The findings demonstrate that ruthenium polypyridyl complexes bearing extended π-conjugated bisstyryl-bipyridine ligands can serve as effective two-photon-absorbing photosensitizers for homogeneous photocatalysis using inexpensive NIR LEDs (740 nm). Direct TPA was verified spectroscopically, and the same MLCT excited state is accessed under both one-photon (visible) and two-photon (NIR) excitation, enabling the complexes to operate analogously to conventional one-photon photocatalysts. The complexes efficiently mediate energy-transfer processes to generate singlet oxygen for diverse oxidations and enable electron-transfer photoredox reactions, including reductive dehalogenation, redox-neutral C–H cyanation, and Ni-assisted allylation. Performance correlates with electronic structure: increasing the number of bpyvp ligands and installing electron-donating substituents increase intramolecular charge transfer character, improve TPA cross section, and extend excited-state lifetime, boosting catalytic efficiency. The practical advantages of NIR light, notably deeper penetration and reduced competition with substrate absorption, were directly demonstrated, highlighting the potential of TPA-enabled NIR photocatalysis for scalable and substrate-diverse transformations.

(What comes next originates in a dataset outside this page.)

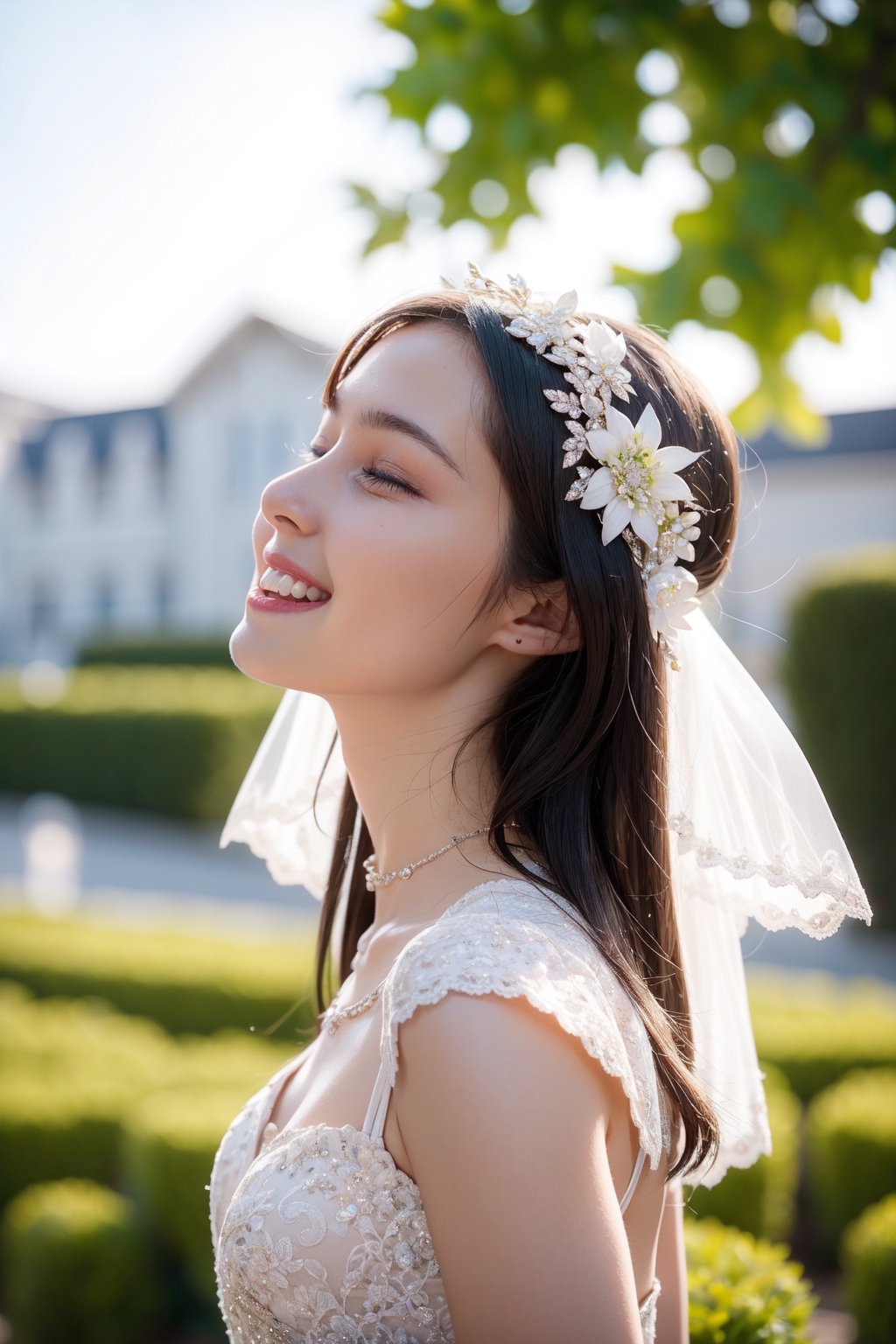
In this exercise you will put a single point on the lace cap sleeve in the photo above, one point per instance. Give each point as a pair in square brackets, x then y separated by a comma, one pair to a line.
[514, 941]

Five Ru polypyridyl complexes with extended π-conjugated bisstyryl-bipyridine ligands exhibit robust NIR (740 nm) two-photon-activated photocatalysis, achieving both energy-transfer (1O2) and photoredox transformations under ambient conditions. Key contributions include: (i) experimental validation of direct TPA populating MLCT excited states under NIR excitation; (ii) broad catalytic scope spanning 1O2 oxidations, reductive and redox-neutral photoredox reactions, and metallaphotoredox C–C coupling; (iii) elucidation of structure–activity relationships showing that a higher count of bpyvp ligands and electron-donating para substituents (OMe) enhance TPA-driven activity, aided by longer excited-state lifetimes. The work provides design guidelines for improved TPA photosensitizers and establishes NIR-driven photocatalysis as a viable approach with practical advantages in penetration depth and substrate compatibility. Future efforts can focus on further increasing TPA cross sections through ligand engineering, expanding reaction scope, and optimizing reaction conditions for efficiency and scalability.